Former Schaumburg athletic director Gary Scholz dies at 90
The spaghetti dinners were legendary.
And so too was Gary Scholz, who had the football field at Schaumburg High School named after him in 1989, when he retired after nearly 20 years of service.
Scholz, who died Monday at the age of 90 after recently being diagnosed with leukemia, was the athletic director at Schaumburg from 1980 to 1989. Before that, he was an assistant coach of a variety of sports, including the boys basketball team for which he and his wife Inge hosted frequent spaghetti dinners.
"My mom made an excellent sauce," said Cathy Scholz-Garcia, Scholz's eldest daughter. "Everything was homemade and the boys loved it. We had spaghetti and salad and bread and milk and Kool- Aid. The boys were thrilled to be in coach's house."
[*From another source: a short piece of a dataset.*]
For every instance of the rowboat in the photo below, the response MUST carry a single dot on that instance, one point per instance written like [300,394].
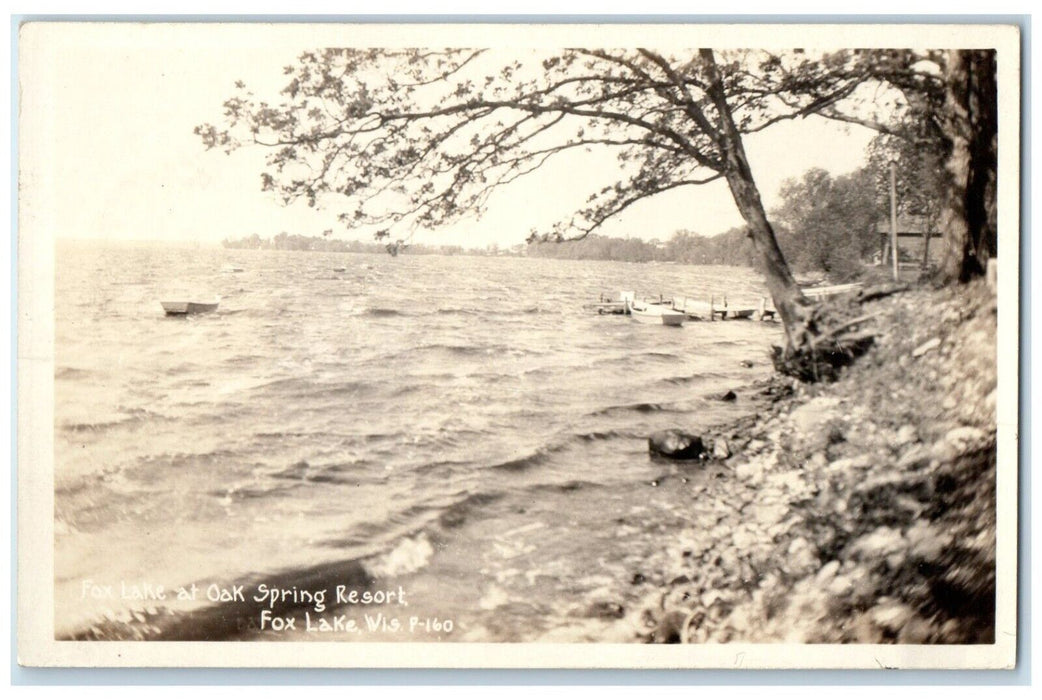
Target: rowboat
[185,307]
[647,311]
[609,303]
Scholz would promise spaghetti dinners to his teams if they kept the score of the opponents under a certain amount.
"He was famous for those spaghetti dinners for the kids," said Tom Mueller, who worked at Schaumburg from 1978 to 2011, and coached with Scholz. "The kids remember those dinners to this day as men. Those dinners brought the kids closer together. A lot of teams seem to do team dinners now, but back then, they were practically unheard of. The kids loved having a meal with their coach.
"I bet they can't tell you much about the wins and losses anymore, but they remember those dinners."
Scholz, one of the first employees at Schaumburg High School, where he taught physical education and driver's education, was flown in by helicopter for the dedication of the football field in his name.
"Tom wore his heart on his sleeve about things like that," Mueller said of the dedication. "He was emotional and taken aback and so humble and appreciative."
Before arriving at Schaumburg High School in 1970, Scholz graduated from Steinmetz High School in 1948 and played football at Northern Illinois University as a tight end. He graduated from NIU with a master's degree in 1958.
He also served in the Korean War, and in 1961, he became head football coach at Elmwood High School, where he taught for nine years.
Another tradition that Scholz started once he got to Schaumburg was a fishing trip to Canada in June that he organized for freshmen boys and their fathers.
Scholz and his wife Inge, who is now 89, were married for 69 years and had four children: Gary, Cathy, Scott and Karen. There are six grandchildren and three great-grandchildren in the family. The family lives in California.
"Gary and Inge raised four great kids who all went to Schaumburg and played sports," Mueller said. "They had a great family and Gary was just a fantastic guy, a legend at Schaumburg.
"I learned so much from him about practices and organization and game situations. I loved picking his brain. He was always willing to help young coaches. He was a mentor to so many of us."
In fact, many of Scholz's former players still keep in touch.
"He'd gotten phone calls recently from some of them," Scholz-Garcia said. "He didn't disappear no matter how old he was. They were still reaching out to him."